UBC's Climate Prediction Group were among the first in the world to predict this year's El Niño event -- the first time an El Niño has been correctly forecast in Canada.
Made up of Earth and Ocean Sciences Prof. William Hsieh, research associate Benyang Tang and several graduate students, the group issued its alert in May on the department's Web site.
The group used a unique detection method called a neural network model, in which computers are trained to recognize patterns, to make its prediction.
"Our neural network model learned which wind patterns would precede a warming of the eastern equatorial Pacific sea surface temperature -- an El Niño," says Hsieh.
"When we presented new wind data to the model, it issued the forecast that an El Niño event could be expected."
Hsieh says this year's El Niño is likely to surpass the 1982/83 event, which was considered the biggest of the century and caused more than $8 billion US of damage globally.

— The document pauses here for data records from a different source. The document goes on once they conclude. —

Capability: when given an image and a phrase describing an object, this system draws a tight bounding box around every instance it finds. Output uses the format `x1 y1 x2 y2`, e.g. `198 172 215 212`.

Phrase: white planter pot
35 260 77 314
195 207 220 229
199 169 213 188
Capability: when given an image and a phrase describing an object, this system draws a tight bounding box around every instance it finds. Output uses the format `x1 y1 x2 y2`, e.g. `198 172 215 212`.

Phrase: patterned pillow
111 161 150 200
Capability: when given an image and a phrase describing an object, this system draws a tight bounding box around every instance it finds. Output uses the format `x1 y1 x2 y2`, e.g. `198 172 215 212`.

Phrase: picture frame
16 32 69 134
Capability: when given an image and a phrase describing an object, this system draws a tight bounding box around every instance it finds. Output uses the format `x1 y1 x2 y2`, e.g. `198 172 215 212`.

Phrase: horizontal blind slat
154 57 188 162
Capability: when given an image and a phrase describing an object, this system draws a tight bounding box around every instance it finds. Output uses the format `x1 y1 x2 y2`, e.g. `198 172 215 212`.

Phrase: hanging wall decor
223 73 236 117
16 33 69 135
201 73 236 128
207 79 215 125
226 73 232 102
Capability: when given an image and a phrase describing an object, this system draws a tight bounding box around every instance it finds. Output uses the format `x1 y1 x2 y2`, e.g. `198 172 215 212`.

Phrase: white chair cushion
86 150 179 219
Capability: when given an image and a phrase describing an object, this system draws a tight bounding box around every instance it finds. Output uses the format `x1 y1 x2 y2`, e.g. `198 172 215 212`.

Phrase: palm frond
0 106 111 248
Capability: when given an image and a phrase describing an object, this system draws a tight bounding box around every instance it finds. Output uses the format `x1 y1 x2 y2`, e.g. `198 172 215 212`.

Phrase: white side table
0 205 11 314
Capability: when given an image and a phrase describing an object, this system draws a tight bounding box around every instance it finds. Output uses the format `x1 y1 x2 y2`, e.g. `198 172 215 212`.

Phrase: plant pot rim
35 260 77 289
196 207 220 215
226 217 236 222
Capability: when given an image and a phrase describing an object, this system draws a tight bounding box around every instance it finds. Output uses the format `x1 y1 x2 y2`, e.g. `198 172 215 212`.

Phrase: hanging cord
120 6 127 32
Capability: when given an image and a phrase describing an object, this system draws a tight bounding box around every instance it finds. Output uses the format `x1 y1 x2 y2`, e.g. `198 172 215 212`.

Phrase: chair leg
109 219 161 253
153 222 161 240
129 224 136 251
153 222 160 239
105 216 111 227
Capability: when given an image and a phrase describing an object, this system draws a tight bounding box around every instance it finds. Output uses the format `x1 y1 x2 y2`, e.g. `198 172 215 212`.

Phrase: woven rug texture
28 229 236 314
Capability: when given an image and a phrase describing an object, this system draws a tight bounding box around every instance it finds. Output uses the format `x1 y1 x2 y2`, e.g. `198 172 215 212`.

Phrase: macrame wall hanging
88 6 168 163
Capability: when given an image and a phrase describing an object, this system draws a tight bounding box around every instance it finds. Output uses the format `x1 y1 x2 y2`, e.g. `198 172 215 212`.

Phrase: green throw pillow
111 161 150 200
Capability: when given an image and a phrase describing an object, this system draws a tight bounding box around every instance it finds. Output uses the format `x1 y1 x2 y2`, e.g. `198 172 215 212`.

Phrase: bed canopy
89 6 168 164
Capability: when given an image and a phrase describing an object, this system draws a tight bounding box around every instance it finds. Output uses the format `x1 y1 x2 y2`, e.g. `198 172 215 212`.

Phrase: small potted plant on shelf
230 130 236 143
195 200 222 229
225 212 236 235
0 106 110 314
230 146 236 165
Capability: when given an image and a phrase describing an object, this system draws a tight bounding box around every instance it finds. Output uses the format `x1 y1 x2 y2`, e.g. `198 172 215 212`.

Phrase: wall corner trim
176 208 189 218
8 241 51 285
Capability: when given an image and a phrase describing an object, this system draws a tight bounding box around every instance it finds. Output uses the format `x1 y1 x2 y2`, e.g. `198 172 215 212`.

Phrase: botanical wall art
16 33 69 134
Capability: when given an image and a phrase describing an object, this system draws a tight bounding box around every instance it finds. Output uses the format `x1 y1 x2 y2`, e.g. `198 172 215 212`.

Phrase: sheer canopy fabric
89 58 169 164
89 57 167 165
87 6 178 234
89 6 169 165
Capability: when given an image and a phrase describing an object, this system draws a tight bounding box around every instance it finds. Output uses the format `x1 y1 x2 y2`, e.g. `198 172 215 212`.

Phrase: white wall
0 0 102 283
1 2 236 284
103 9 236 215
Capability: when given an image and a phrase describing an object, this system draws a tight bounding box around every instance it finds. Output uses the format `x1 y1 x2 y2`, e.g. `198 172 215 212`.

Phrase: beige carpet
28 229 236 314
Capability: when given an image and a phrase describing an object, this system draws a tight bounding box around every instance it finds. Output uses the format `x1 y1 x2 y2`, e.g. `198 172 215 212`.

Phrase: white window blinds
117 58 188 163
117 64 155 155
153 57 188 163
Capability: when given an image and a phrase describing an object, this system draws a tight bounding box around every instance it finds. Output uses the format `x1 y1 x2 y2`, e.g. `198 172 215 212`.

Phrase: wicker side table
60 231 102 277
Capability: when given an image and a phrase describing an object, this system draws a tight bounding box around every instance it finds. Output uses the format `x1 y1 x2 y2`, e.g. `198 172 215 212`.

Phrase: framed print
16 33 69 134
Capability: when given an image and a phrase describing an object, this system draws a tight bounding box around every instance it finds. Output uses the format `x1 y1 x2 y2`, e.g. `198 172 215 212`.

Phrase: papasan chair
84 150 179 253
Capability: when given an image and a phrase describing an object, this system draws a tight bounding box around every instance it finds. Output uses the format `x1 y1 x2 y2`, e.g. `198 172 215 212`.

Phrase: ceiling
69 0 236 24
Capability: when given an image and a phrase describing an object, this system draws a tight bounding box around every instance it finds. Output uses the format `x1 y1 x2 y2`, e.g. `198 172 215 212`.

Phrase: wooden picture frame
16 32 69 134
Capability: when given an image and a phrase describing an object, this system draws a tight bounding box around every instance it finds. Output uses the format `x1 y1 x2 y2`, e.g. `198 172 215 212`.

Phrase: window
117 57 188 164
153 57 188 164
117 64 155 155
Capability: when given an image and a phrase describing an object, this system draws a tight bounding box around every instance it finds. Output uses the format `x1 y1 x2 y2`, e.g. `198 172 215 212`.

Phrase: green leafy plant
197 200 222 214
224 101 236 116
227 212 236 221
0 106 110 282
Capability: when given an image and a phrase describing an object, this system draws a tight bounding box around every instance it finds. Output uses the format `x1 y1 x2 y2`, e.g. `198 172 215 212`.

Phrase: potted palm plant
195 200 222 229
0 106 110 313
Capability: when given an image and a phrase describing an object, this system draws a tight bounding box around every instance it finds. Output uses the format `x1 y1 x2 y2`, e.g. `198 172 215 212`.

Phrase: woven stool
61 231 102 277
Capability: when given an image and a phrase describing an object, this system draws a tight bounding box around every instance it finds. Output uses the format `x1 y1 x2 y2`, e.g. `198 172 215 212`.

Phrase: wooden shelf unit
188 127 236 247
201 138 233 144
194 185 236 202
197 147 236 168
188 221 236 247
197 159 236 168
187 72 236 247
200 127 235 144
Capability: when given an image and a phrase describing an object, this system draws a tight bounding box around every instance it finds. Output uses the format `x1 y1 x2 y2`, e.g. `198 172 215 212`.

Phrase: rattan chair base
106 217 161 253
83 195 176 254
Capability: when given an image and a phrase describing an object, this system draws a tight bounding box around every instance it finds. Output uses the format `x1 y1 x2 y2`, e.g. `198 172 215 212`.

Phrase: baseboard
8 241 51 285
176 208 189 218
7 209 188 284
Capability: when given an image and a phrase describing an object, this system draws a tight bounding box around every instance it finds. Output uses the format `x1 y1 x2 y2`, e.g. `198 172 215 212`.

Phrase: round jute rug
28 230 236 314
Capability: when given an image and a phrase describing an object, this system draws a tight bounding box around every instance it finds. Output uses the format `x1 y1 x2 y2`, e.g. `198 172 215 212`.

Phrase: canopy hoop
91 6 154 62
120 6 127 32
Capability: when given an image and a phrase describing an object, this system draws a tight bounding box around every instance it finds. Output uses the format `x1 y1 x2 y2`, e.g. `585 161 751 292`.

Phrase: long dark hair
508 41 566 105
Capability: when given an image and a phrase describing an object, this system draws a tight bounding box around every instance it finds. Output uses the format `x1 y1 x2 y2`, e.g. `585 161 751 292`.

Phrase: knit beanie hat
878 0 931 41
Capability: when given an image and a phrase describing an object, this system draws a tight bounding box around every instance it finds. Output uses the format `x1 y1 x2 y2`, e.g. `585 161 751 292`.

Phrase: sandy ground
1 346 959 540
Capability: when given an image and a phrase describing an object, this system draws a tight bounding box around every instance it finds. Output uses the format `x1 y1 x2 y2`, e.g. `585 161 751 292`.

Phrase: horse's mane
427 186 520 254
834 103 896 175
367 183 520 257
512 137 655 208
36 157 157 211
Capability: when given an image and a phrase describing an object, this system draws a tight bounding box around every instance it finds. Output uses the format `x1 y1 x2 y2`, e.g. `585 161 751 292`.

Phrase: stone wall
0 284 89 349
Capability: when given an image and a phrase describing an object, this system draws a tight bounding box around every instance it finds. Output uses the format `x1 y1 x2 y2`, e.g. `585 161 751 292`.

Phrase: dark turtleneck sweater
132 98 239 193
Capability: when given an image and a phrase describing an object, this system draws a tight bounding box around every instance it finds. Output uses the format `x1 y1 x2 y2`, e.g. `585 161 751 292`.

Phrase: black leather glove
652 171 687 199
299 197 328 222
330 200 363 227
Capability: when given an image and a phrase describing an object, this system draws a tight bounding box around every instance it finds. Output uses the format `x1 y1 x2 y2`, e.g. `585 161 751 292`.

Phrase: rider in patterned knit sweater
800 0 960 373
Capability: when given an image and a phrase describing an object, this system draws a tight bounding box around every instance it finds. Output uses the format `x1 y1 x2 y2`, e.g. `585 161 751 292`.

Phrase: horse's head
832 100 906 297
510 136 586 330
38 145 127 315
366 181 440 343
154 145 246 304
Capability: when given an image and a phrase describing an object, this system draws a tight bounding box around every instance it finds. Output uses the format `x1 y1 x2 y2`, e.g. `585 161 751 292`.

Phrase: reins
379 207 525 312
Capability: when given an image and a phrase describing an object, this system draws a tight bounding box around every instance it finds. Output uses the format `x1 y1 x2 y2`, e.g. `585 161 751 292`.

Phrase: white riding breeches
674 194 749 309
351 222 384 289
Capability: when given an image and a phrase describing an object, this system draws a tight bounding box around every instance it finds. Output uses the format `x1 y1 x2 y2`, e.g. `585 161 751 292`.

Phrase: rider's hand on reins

Tropical areas can expect heavy rains or drought, Hsieh says.
El Nino's most noticeable effects on weather patterns in Western Canada at least will be more positive and will be felt in late fall and winter.
We can expect lower heating bills, Hsieh predicts, due to a warmer and somewhat drier winter, while prairie farmers may have a bumper crop of grain next summer.
The project was funded by a grant from the Natural Sciences and Engineering Research Council.